2023-03-23T19:28:13.323 DEBUG:tasks.cephfs.kernel_mount:Unmounting client client.0... 2023-03-23T19:28:13.323 INFO:teuthology.orchestra.run:Running command with timeout 300 2023-03-23T19:28:13.324 DEBUG:teuthology.orchestra.run.smithi119:> sudo umount /home/ubuntu/cephtest/mnt.0 2023-03-23T19:28:35.291 DEBUG:teuthology.orchestra.run.smithi119:> sudo logrotate /etc/logrotate.d/ceph-test.conf 2023-03-23T19:28:35.298 DEBUG:teuthology.orchestra.run.smithi148:> sudo elogrotate /etc/logrotate.d/ceph-test.conf 2023-03-23T19:29:05.471 DEBUG:teuthology.orchestra.run.smithi119:> sudo logrotate /etc/logrotate.d/ceph-test.conf 2023-03-23T19:29:05.478 DEBUG:teuthology.orchestra.run.smithi148:> sudo logrotate /etc/logrotate.d/ceph-test.conf 2023-03-23T19:29:14.827 INFO:tasks.cephfs.mount:Cleaning up mount ubuntu@smithi119.front.sepia.ceph.com 2023-03-23T19:29:14.827 INFO:teuthology.orchestra.run:Running command with timeout 300 2023-03-23T19:29:14.828 DEBUG:teuthology.orchestra.run.smithi119:> (cd /home/ubuntu/cephtest && exec rmdir -- /home/ubuntu/cephtest/mnt.0)
/teuthology/pdonnell-2023-03-23_18:44:22-fs-wip-pdonnell-testing-20230323.162417-distro-default-smithi/7217902/teuthology.log
That mds should spend 0 time in up:reconnect as its session list should be empty.
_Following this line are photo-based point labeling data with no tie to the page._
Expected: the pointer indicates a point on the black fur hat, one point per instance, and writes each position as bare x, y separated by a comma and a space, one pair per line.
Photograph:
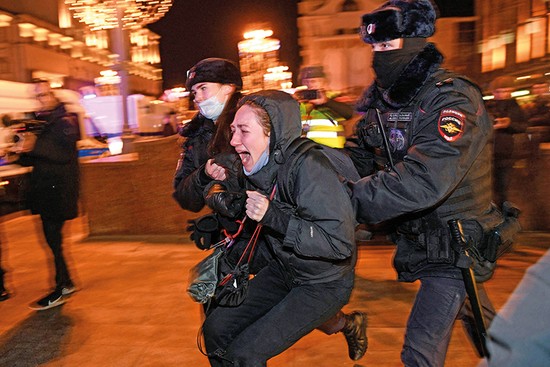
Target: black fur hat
399, 19
214, 70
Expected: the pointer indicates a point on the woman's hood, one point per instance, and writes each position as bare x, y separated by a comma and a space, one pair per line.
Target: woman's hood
284, 113
286, 126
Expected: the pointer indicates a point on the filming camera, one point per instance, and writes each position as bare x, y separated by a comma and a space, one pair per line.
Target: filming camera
307, 94
18, 134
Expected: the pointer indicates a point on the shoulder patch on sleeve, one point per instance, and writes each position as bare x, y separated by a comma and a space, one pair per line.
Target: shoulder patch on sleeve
451, 124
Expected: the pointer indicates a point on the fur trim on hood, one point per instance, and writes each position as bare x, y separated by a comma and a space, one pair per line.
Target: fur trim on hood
409, 83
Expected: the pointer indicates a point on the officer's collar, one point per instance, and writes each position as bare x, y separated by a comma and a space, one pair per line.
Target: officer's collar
409, 83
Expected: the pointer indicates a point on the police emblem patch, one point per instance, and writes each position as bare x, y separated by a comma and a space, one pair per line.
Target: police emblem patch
451, 124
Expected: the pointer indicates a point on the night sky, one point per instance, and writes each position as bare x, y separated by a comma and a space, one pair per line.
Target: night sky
195, 29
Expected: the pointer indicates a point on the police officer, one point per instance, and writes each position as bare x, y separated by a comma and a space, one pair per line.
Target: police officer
430, 132
322, 115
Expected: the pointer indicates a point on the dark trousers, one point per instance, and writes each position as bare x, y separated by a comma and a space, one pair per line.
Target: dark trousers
54, 237
275, 314
439, 302
502, 177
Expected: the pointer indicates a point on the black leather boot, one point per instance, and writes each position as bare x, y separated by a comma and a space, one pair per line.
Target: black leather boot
355, 331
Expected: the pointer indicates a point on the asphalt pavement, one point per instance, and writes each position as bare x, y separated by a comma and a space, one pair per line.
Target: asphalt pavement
131, 308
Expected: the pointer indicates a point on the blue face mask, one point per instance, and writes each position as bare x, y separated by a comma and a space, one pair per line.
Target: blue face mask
212, 108
262, 161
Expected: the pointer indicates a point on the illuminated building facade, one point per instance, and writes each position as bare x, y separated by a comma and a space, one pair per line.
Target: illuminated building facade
503, 37
47, 42
258, 52
514, 39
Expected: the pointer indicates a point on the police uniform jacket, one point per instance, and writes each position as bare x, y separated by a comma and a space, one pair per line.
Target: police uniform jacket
190, 178
437, 133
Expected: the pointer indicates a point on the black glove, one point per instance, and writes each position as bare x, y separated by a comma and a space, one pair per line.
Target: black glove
229, 204
205, 231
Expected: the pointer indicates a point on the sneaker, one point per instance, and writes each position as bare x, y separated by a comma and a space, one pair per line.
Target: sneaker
53, 299
68, 289
4, 295
355, 332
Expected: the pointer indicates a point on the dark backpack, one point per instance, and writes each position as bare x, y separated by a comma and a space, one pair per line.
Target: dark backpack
341, 163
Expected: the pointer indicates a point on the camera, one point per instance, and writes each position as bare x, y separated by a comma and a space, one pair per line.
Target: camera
19, 133
308, 94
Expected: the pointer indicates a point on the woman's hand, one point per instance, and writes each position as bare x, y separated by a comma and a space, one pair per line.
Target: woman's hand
256, 205
215, 171
502, 123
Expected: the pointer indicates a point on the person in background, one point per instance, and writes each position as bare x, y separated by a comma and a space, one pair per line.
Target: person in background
4, 295
322, 115
311, 275
538, 111
206, 155
431, 135
520, 332
54, 182
508, 119
216, 88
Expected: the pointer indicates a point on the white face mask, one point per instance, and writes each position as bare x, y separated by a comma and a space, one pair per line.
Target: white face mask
211, 108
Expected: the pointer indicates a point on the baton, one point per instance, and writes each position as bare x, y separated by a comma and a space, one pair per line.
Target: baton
463, 263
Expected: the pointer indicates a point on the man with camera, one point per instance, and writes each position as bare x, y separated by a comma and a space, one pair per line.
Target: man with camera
54, 182
321, 115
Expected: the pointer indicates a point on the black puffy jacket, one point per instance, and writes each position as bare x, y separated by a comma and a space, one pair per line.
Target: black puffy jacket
314, 240
55, 178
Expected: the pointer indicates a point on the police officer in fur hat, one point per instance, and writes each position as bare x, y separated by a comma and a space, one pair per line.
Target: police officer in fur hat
431, 133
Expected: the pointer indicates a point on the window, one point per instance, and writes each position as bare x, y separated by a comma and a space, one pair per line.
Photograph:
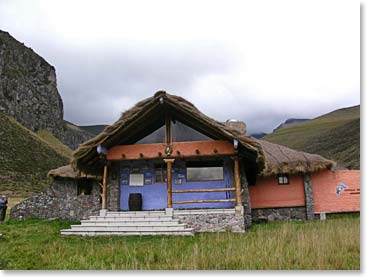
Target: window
283, 179
84, 187
204, 171
160, 173
136, 180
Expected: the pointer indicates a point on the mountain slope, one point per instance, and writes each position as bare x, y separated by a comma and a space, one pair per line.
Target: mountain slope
334, 135
25, 158
55, 143
93, 129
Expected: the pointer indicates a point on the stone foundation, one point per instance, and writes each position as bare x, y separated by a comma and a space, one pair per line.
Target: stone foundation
278, 214
61, 201
211, 221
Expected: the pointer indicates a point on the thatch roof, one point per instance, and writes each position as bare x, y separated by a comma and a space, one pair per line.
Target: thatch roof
270, 158
68, 171
144, 112
281, 159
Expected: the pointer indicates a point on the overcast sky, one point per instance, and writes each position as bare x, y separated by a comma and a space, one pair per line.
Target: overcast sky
259, 61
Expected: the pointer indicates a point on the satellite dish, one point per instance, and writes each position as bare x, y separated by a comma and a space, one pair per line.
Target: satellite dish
101, 150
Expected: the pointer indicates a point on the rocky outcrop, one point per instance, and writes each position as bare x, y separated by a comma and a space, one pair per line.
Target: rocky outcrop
28, 92
28, 89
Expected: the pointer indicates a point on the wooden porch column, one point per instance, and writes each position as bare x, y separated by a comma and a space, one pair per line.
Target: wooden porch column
237, 181
169, 163
104, 188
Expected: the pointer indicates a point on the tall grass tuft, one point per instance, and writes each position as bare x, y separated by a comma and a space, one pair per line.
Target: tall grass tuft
332, 244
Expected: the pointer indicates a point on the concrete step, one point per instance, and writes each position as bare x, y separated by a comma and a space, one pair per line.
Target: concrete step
146, 213
130, 217
128, 223
126, 228
187, 232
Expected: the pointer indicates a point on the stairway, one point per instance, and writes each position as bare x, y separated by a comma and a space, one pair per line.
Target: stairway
141, 223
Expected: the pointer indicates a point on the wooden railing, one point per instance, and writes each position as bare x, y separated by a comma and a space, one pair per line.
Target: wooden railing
202, 200
203, 190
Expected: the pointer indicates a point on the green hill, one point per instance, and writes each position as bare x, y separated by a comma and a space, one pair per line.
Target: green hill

It does end up waiting later when its restarted.
Root cause:
2023-03-23T19:28:13.357+0000 7f76c36a2700 1 -- [v2:172.21.15.119:6836/2486776166,v1:172.21.15.119:6837/2486776166] <== client.6707 v1:172.21.15.119:0/4076911234 41 ==== client_session(request_close seq 9) ==== 28+0+0 (unknown 2629451164 0 0) 0x558caa874c40 con 0x558caa6c9800 2023-03-23T19:28:13.357+0000 7f76c36a2700 20 mds.0.82 get_session have 0x558ca9883200 client.6707 v1:172.21.15.119:0/4076911234 state open 2023-03-23T19:28:13.357+0000 7f76c36a2700 3 mds.0.server handle_client_session client_session(request_close seq 9) from client.6707 2023-03-23T19:28:13.357+0000 7f76c36a2700 10 mds.0.server old push seq 9 < 10, dropping
/teuthology/pdonnell-2023-03-23_18:44:22-fs-wip-pdonnell-testing-20230323.162417-distro-default-smithi/7217902/remote/smithi119/log/ceph-mds.c.log.gz
the kernel never sends a new request_close with seq==10. The dmesg output is not helpful:
2023-03-23T19:28:10.043732+00:00 smithi119 kernel: [ 1201.283891] libceph: mon2 (1)172.21.15.148:6790 session established 2023-03-23T19:28:10.047724+00:00 smithi119 kernel: [ 1201.285437] libceph: client6707 fsid 84eed8f0-55d2-47bf-9a48-676033fb7934
/teuthology/pdonnell-2023-03-23_18:44:22-fs-wip-pdonnell-testing-20230323.162417-distro-default-smithi/7217902/remote/smithi119/syslog/kern.log.gz
My cursory look at the kernel code indicates this should not happen: the kernel will resend the close request if the seq is increased on a subsequent message. So something else is going on.